Do You Need Professional Editing?

Is it worth it to pay a professional editor before submitting to publishers?

It depends on how clean your skills are.

First, you always, always, always need several content readers to go through your manuscript before you send it in. These should be fellow writers, your critique group and/or others who are well read and who have no emotional investment in protecting your fragile psyche. These readers should do what we call a “content edit” to evaluate your story, characterization, flow, style, plot, etc. to help you find inconsistencies and plot holes. They’ll probably also pick up a good portion of your grammar mistakes and typos.

Second, you always, always, always need someone to do a copy/line edit of your manuscript before you send it in. If you’re highly skilled in editing yourself, then you can probably get by with a proofreader who has a strong grammar background. This could also be a fellow writer or someone in your critique group.

If however, you know you have difficulties, or you don’t know anyone with the appropriate skills who’ll read it for free, then yes, hire someone. Make sure they have credentials and experience–a high level of grammar and writing skills; an idea of what is currently selling (as in, they read a lot of popular writing, as well as the classics); and happy, repeat customers who have been published.

Author: LDS Publisher

I am an anonymous blogger who works in the LDS publishing industry. I blog about topics that help authors seeking publication and about published fiction by LDS authors.

4 thoughts on “Do You Need Professional Editing?”

  1. I could not agree more. Even when you think you’ve found every possible mistake, someone will come along and find a ton you overlooked. You get blind to your own work after staring at it for so long. I would be toast if it weren’t for my pre-readers.

  2. Where do you find pre-readers? Critique groups?

    Before hiring an editor how do you find out if he/she has the proper credentials/satisfied customers?

  3. I’ll take a stab here, if you don’t mind, LDSP!

    I get my pre-readers from my family and friends who all like to read. It’s important that you choose people who are very literate, who have read a lot in the market you’re shooting for, and who aren’t afraid to point out your mistakes. If you get feedback from a reader and they say they didn’t find anything wrong with the book, use someone else next time — it’s impossible to have a whole book with nothing wrong with it. That reader either didn’t see the mistakes (which is bad) or was chicken to tell you about them (which is bad)

    As far as hiring an editor goes, I’ll let someone else handle that. I’ve never actually hired anyone — I usually trade edits with other authors who also edit.

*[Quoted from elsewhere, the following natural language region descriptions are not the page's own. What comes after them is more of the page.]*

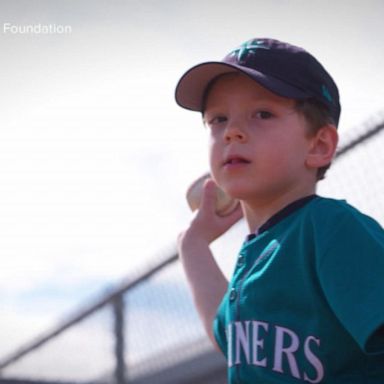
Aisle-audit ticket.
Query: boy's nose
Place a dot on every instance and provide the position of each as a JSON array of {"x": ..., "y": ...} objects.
[{"x": 234, "y": 132}]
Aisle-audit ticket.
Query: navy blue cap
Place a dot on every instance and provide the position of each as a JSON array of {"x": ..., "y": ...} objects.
[{"x": 282, "y": 68}]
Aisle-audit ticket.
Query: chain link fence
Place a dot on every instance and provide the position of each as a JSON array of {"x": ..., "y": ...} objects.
[{"x": 147, "y": 327}]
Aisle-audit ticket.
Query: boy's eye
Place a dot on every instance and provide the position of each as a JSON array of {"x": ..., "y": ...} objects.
[{"x": 217, "y": 120}]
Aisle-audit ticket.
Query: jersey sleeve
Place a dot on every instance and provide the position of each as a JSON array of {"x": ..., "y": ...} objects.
[{"x": 351, "y": 273}]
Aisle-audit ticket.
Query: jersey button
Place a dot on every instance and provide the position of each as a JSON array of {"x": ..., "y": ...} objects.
[{"x": 241, "y": 260}]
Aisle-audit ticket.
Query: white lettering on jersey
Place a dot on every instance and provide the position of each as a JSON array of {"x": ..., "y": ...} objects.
[
  {"x": 288, "y": 351},
  {"x": 246, "y": 345},
  {"x": 314, "y": 360},
  {"x": 258, "y": 343}
]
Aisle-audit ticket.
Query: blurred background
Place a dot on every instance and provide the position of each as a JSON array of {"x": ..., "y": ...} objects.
[{"x": 95, "y": 158}]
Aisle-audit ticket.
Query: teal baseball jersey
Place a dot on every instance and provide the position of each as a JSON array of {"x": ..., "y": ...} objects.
[{"x": 306, "y": 299}]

  4. I agree with Tristi on where to find readers. You can find critique groups by going to local writer conferences. Talk to the people you meet there. Find some that you’re comfortable with and see if they have a group you can join or if they’d like to create a group with you.

    As to the editors, ask your author friends (from the conference or critique group) who they would recommend. Then ask the editors themselves what their experience is and ask for a list of 5-10 satisfied customers. Then call those customers and see what they say about working with the person and the quality of work they feel they’ve gotten. You can also ask if they’ll do 2 or 3 pages gratis so you can see if you like their style. Some will, some won’t.